Ryan Schimpf lives quietly in SoCal anonymity, which is to say he's the third baseman for the San Diego Padres.
You probably haven't heard of him, but he's a revolutionary.
Schimpf last year batted just .217 but earned three wins by smashing 20 home runs in half a season.
It's been the same but more this year. He's hitting .158 with 14 home runs. Those 14 big flies represent more than half his output of hits.
The Launch Angle King
Schimpf is the tip of the spear in the world of launch angles. He has adopted with prejudice the philosophy of swinging hard on an upward plane to produce fly balls that leave the yard. In a world where 11 degrees is an average launch angle, Schimpf is golfing his contact on a 29 degree angle, first in the Majors. That's first, not necessarily best.
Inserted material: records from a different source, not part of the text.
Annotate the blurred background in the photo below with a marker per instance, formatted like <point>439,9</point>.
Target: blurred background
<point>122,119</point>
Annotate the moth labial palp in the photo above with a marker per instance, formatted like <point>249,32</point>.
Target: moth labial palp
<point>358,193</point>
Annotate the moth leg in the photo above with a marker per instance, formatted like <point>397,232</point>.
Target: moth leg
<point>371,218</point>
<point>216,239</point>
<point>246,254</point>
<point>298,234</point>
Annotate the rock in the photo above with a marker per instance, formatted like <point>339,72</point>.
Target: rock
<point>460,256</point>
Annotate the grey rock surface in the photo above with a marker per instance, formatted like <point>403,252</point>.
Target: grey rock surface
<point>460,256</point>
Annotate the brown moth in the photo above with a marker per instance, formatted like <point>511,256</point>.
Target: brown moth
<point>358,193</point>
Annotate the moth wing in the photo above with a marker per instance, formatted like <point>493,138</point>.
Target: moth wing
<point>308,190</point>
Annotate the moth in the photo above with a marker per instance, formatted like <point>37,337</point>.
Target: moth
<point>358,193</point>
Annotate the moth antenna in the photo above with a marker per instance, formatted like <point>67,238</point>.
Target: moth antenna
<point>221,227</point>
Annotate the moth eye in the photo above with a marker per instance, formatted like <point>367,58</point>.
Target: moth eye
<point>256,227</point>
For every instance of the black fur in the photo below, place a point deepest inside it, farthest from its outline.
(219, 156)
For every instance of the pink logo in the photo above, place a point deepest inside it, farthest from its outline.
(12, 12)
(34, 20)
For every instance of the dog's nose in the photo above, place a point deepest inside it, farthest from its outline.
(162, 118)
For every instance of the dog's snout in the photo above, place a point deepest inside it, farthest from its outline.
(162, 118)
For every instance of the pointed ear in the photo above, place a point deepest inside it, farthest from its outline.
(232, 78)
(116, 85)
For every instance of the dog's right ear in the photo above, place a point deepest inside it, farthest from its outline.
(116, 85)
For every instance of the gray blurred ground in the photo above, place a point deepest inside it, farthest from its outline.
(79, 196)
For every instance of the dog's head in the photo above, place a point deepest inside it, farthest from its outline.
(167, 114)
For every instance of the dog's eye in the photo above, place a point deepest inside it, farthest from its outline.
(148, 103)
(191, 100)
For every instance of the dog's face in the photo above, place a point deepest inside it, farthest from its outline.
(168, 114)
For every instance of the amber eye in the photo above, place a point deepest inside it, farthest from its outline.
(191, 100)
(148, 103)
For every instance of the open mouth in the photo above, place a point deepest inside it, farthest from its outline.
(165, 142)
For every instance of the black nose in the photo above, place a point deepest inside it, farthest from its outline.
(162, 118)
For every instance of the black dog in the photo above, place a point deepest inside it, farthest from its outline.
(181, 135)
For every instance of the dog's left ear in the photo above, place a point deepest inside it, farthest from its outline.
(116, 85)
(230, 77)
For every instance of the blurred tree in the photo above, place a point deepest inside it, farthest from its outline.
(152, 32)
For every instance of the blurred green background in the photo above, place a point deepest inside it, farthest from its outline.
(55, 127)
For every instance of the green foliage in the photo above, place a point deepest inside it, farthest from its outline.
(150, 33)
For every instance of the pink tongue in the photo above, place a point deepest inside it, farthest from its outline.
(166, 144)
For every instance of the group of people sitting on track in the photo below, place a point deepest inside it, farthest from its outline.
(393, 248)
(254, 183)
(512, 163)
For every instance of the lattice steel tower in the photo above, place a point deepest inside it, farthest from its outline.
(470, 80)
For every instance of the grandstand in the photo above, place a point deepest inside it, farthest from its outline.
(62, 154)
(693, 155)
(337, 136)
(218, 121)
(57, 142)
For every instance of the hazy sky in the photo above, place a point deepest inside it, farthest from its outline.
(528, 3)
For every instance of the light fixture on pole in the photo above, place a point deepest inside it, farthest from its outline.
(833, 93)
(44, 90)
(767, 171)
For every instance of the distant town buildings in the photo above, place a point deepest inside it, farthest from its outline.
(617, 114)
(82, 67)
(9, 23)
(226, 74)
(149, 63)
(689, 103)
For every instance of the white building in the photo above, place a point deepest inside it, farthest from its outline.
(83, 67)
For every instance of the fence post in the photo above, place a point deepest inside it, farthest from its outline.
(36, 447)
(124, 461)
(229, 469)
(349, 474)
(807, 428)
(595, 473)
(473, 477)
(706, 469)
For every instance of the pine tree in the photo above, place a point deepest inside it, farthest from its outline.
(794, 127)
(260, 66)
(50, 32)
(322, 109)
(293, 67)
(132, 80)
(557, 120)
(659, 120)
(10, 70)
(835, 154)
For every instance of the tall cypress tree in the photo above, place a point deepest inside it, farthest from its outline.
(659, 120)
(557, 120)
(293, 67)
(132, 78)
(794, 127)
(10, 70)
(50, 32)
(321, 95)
At 5'9, 180, and 29 years of age, Ryan Schimpf is neither the biggest nor most pedigreed ballplayer. Aaron Judge, for example, has 11 inches and 100 pounds on him, and Billy Hamilton could beat Schimpf in a race to Schimpf's own hand. Schimpf isn't fast or powerful, so he's pushing all his chips to the middle of the table and betting on an upward swing. It's yielded him two seasons on the MLB roster and 34 home runs in less than a full season's work.
Maybe Hedge His Bets
But Schimpf might want to pull a few of those chips back. The folks at 538 determined that the optimal launch angle for fly balls is about 25 degrees. Anything more yields too many high fly balls and popups. That's less than Schimpf's average batted ball and it's yielding, well, a lot of high fly balls and popups. Schimpf's 43% fly ball rate is nearly double the league average and pretty certainly more than is ideal.
Suppose he cut his launch angle in half? That would make him Justin Smoak, another guy who might be otherwise employed but for his new approach. Smoak's hit more jacks than Schimpf, and also more of everything else good.
The great philosopher, Mae West, said, "too much of a good thing is . . . wonderful." But in this case, there's a limit to how much a batter should angle his swing. And Ryan Schimpf appears to have found it.